John Moore

Personal information
- Full name: John William Michael Moore
- Date of birth: 25 September 1923
- Place of birth: Chiswick, England
- Date of death: September 2012 (aged 88)
- Place of death: Wandsworth, England
- Height: 5 ft 10 in (1.79 m)
- Position: Wing-half

Youth career
- 1938–1939: Brentford

Senior career*
- Years: Team / Apps / (Gls)
- 1946–1948: Brentford / 4 / (0)
- 1948–1949: Gloucester City
- 1949–1952: Colchester United / 15 / (0)
- Staines Town
- Hastings United
- Total:  / 19 / (0)

= John Moore (footballer, born 1923) =

English footballer (1923–2012)

John William Michael Moore (25 September 1923 – September 2012) was an English footballer who played in the Football League as a wing-half for Brentford and Colchester United.

==Career==

Born in Chiswick, London, Moore represented London and Middlesex as a schoolboy and joined First Division side Brentford as a junior after leaving school. The club wanted Moore to sign a professional contract, but the suspension of competitive football due to the outbreak of the Second World War in 1939 prevented this. During the war, Moore guested with Manchester City, Derry City and along with other serving footballers Bill Baxter, Bobby Mitchell and John Aston, won a cup final with Australian club Canterbury-Bankstown, played at the Sydney Cricket Ground. After the war, Moore received interest from First Division side Wolverhampton Wanderers, but returned to Brentford after Harry Curtis offered him a professional contract.

Moore made his Brentford debut on 10 May 1947 in a 1–0 defeat against Bolton Wanderers in the First Division, the first full season following World War II. Behind Archie Macaulay in the pecking order, Moore only made four appearances for the club and played his last game in a 3–0 defeat at Luton Town in the Second Division on 3 September 1947. He saw out his time with the Bees in the reserve team.

On leaving Brentford, Moore turned down a move to Second Division side Leeds United and signed for Gloucester City in the Southern League, where he made 52 appearances and scored 13 goals during the 1948–49 season before joining fellow Southern League club Colchester United at the end of the season for a fee of £1,000.

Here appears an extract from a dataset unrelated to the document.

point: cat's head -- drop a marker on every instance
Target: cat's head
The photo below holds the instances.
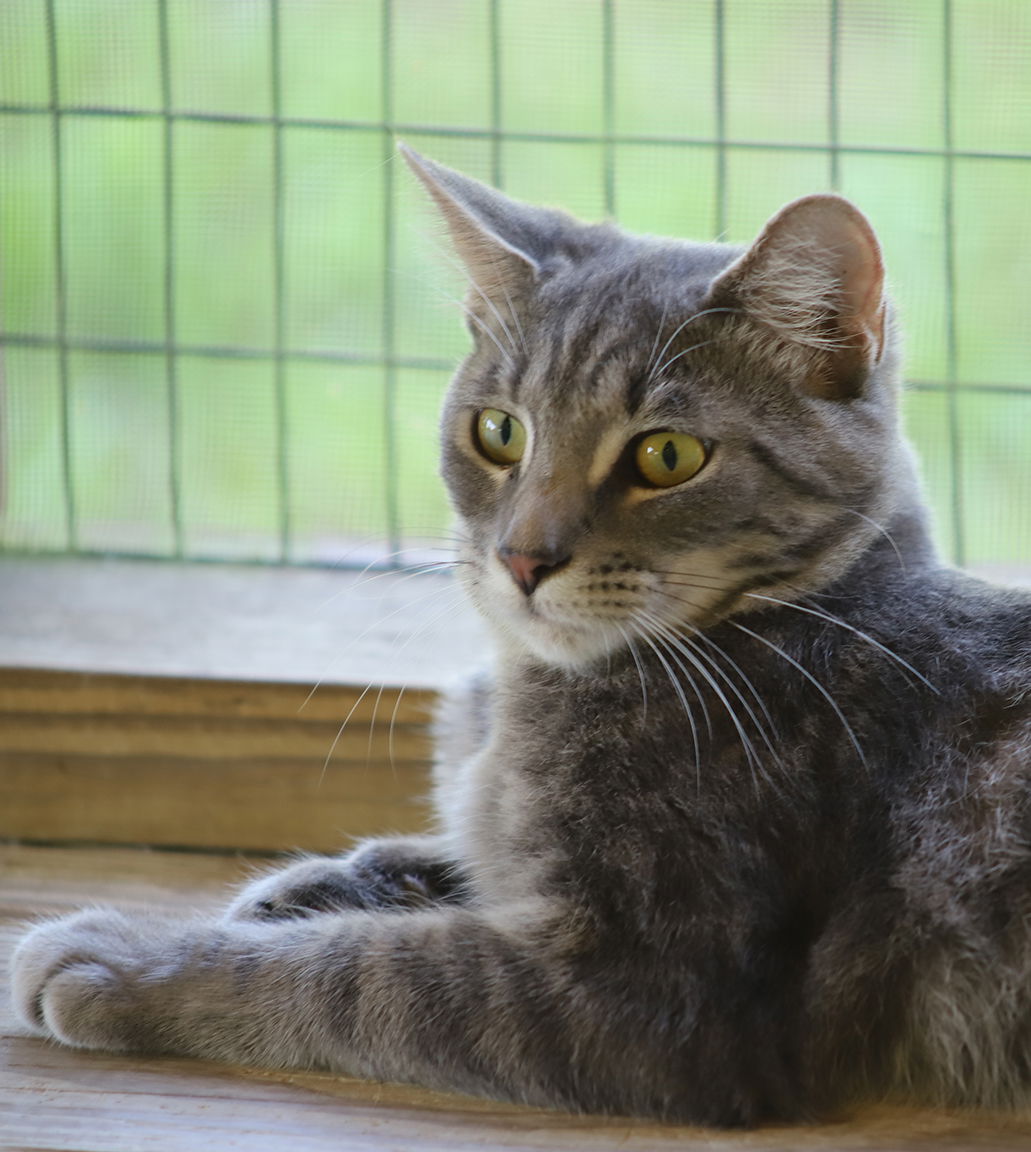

Moore was signed as an understudy to Harry Bearryman, and made his first-team debut on 8 September 1949 in a 3–1 away defeat at Chingford Town. He was unable to displace Bill Layton from the first team, and by January 1950, he was made captain of the reserve team. He made 13 Southern League appearances for the club, helping the team finish as runners-up in the league and gain election to the Football League. In the Football League, Moore did not make an appearance during Colchester's inaugural 1950–51 season, but made two appearances for the club in 1951–52.

Moore left Layer Road in the summer of 1952 following his final game on 5 January 1952, a 7–0 demolition by Leyton Orient at Brisbane Road. He joined Yeovil on trial in October of the same year, but after a fortnight returned to London, looking for a club closer to his home. He later played for Staines Town and Hastings United, the latter club managed by his brother-in-law Ted Ballard.

== Personal life ==
Moore attended Chiswick School, and during the Second World War, he served in the Fleet Air Arm. After he retired from football, Moore became a car salesman. In August 1997, at age 74, he was working as a chauffeur.